Problem: What if T2 runs between the two add() RPCs? Then T2 will print 11, 10 money will have been created! T2 should print 10,10 or 9,11.

The traditional correctness definition is “serializability”. Results should be as if transactions ran one at a time in some order as if T1, then T2; or T2, then T1. The results for the two differ, either is OK.

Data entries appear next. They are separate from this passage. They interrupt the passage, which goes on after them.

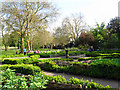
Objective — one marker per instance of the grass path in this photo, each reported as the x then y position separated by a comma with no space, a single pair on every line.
104,82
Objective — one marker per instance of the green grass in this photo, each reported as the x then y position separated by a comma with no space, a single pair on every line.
10,51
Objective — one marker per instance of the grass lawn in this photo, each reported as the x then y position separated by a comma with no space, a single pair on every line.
10,51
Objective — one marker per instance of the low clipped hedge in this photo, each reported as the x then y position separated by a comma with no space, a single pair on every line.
57,81
19,61
22,68
35,56
42,55
9,56
102,69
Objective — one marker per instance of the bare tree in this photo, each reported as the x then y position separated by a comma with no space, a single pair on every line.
74,26
20,15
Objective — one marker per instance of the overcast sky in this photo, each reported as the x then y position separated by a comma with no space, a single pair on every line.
92,10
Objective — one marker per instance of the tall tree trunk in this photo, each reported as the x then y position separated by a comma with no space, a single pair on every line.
51,46
22,44
28,45
6,47
43,46
31,45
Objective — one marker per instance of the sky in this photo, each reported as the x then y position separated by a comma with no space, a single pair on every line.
93,10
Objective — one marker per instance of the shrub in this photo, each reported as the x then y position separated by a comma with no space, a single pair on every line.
23,68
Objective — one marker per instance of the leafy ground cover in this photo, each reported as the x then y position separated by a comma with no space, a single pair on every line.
103,65
13,80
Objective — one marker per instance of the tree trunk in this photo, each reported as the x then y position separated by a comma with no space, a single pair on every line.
28,45
31,45
22,44
51,46
43,46
6,47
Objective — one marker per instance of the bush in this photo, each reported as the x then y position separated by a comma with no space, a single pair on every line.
12,61
35,56
12,80
23,68
18,61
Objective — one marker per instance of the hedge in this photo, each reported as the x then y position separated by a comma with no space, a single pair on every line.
22,68
100,69
18,61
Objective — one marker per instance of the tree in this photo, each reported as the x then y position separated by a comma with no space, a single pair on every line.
86,38
100,34
114,26
14,39
6,40
20,15
61,36
74,26
42,38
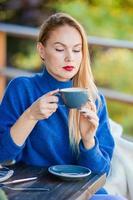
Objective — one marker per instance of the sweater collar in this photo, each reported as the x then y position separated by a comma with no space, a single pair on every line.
54,83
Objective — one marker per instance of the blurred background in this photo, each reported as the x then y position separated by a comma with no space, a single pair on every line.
106,19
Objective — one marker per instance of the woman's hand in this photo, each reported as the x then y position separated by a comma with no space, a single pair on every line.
89,122
44,107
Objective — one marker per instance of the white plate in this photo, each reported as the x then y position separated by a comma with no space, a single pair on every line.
69,172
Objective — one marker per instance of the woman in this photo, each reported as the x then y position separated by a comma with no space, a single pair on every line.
35,129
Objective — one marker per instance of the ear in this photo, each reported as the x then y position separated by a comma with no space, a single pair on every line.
41,50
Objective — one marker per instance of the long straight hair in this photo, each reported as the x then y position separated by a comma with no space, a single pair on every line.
83,78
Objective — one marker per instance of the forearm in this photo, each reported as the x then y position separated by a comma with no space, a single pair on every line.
22,128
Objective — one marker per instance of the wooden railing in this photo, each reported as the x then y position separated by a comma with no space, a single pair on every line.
27,32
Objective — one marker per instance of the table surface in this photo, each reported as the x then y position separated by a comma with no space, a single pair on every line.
58,189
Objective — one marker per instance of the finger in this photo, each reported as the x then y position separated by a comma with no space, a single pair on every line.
52,106
52,99
94,122
89,116
53,92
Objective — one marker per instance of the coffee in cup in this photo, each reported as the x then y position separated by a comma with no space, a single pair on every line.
74,97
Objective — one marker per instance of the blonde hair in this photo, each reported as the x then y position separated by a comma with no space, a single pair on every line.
83,78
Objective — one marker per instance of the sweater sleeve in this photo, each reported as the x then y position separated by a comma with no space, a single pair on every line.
98,157
11,107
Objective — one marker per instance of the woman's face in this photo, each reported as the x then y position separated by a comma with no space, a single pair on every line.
62,52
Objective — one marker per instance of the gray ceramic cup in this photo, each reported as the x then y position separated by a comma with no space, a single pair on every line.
74,97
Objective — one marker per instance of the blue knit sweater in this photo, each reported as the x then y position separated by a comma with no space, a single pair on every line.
48,143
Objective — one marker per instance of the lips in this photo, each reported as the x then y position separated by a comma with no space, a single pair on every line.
68,68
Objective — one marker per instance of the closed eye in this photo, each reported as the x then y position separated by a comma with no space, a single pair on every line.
59,50
76,51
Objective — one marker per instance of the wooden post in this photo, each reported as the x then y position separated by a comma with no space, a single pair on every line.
2,62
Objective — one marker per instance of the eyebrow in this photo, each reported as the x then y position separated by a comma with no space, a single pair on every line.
65,45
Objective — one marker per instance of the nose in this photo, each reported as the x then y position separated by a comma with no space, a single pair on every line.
69,56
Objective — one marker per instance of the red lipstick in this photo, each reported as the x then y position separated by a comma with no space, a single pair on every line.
68,68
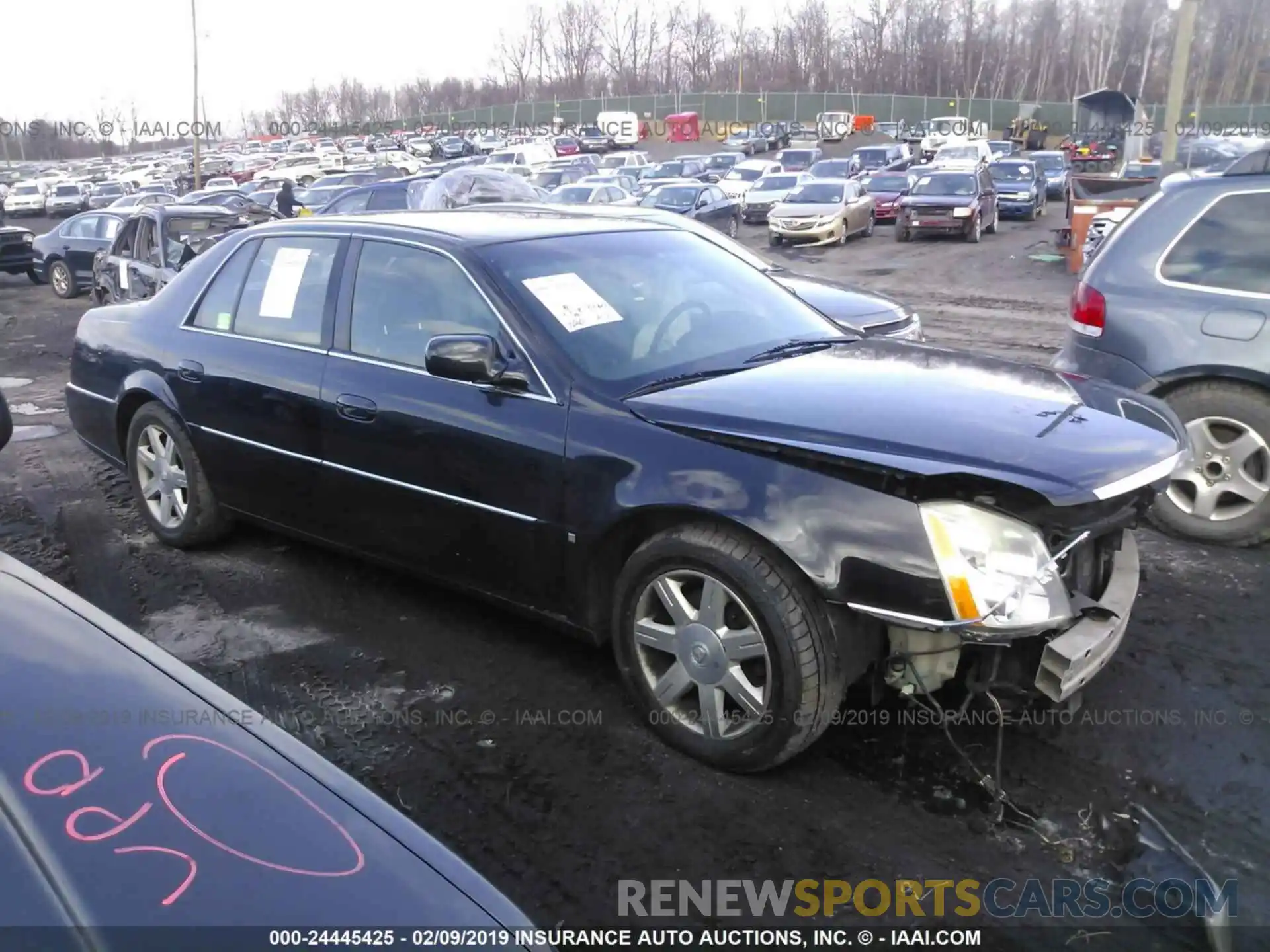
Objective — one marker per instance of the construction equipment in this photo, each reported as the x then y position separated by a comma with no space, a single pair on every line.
1027,131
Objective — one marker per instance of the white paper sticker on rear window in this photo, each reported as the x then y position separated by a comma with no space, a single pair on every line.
285,276
572,301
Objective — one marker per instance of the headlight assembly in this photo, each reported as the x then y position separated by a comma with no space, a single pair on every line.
999,574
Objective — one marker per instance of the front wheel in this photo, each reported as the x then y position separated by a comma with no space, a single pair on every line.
63,281
1223,496
168,481
726,651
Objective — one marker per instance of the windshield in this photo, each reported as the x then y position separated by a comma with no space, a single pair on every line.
672,197
832,169
873,157
777,183
945,186
632,307
1011,173
887,183
816,193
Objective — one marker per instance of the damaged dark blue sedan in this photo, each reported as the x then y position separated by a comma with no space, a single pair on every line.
626,429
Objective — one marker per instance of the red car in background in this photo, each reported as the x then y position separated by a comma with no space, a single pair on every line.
567,145
887,188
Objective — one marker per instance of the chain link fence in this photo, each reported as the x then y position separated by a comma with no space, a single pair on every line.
719,110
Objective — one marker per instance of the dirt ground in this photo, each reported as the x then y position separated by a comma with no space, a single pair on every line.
466,717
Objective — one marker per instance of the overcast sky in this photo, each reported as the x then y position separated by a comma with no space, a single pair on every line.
139,51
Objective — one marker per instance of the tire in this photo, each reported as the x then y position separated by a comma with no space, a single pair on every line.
1248,407
803,677
204,521
62,278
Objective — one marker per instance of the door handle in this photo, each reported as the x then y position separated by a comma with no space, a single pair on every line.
355,408
190,371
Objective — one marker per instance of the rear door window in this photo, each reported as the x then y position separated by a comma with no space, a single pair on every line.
1227,248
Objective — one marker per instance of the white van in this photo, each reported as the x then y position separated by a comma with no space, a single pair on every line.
624,127
529,154
26,198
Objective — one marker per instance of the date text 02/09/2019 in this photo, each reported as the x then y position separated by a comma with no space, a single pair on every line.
622,938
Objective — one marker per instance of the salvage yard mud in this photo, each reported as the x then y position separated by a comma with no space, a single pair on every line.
468,717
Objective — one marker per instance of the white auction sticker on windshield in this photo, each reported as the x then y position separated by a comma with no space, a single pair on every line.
572,301
285,276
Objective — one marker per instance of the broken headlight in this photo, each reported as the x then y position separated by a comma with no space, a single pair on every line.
997,571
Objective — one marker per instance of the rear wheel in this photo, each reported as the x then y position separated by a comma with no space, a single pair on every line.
726,649
1223,496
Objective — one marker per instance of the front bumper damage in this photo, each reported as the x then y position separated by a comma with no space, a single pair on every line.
925,654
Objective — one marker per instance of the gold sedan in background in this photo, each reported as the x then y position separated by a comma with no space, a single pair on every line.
822,212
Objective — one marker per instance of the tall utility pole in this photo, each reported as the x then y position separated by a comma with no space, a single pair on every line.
198,164
1177,70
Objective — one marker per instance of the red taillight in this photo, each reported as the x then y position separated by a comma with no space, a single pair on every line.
1089,311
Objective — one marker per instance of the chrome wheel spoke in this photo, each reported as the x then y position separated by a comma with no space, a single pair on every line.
673,684
714,601
743,645
710,697
671,593
740,690
658,636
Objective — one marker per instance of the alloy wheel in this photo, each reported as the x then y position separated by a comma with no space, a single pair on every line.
701,654
1230,475
60,278
161,475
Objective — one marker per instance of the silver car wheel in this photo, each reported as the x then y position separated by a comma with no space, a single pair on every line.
702,655
1230,475
161,476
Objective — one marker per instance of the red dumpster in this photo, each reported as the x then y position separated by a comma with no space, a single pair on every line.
683,127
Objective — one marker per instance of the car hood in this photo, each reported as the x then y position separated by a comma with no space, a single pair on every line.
840,300
806,210
930,412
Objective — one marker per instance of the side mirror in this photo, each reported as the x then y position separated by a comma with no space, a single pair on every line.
470,358
5,422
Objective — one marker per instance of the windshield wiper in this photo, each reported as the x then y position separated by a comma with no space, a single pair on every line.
665,382
798,347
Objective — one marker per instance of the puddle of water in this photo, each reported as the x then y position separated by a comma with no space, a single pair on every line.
32,411
27,433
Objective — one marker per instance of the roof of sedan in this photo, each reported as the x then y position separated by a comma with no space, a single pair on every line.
507,225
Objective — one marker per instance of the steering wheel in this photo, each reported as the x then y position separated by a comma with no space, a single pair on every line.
669,319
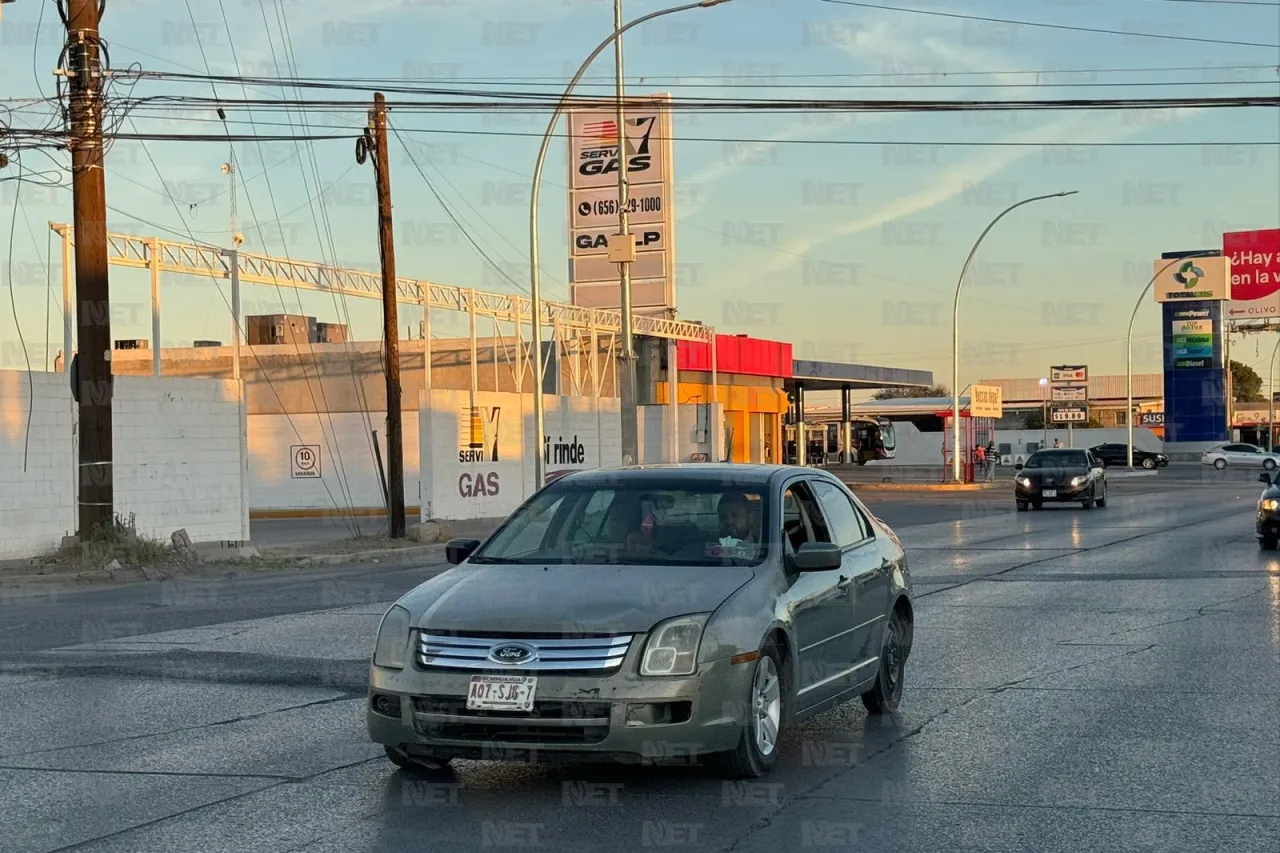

“Two-phase locking” is one way to implement serializability. Each database record has a lock. The lock is stored at the server that stores the record. Transaction must wait for and acquire a record’s lock before using it. Thus add() handler implicitly acquires lock when it uses record. x or y transaction holds its locks until after commit or abort.

What are locks really doing?

  • When transactions conflict, locks delay one to force serial execution.
  • When transactions don’t conflict, locks allow fast parallel execution.

Raft and two-phase commit solve different problems!

  • Use Raft to get high availability by replicating, i.e. to be able to operate when some servers are crashed. The servers all do the same thing

  • Use 2PC when each subordinate does something different and all of them must do their part. 2PC does not help availability since all servers must be up to get anything done. Raft does not ensure that all servers do something since only a majority have to be alive.

What if you want high availability and distributed commit?

  • Each “server” should be a Raft-replicated service
  • And the Transaction Coordinator(TC) should be Raft-replicated
  • Run two-phase commit among the replicated services

Then you can tolerate failures and still make progress.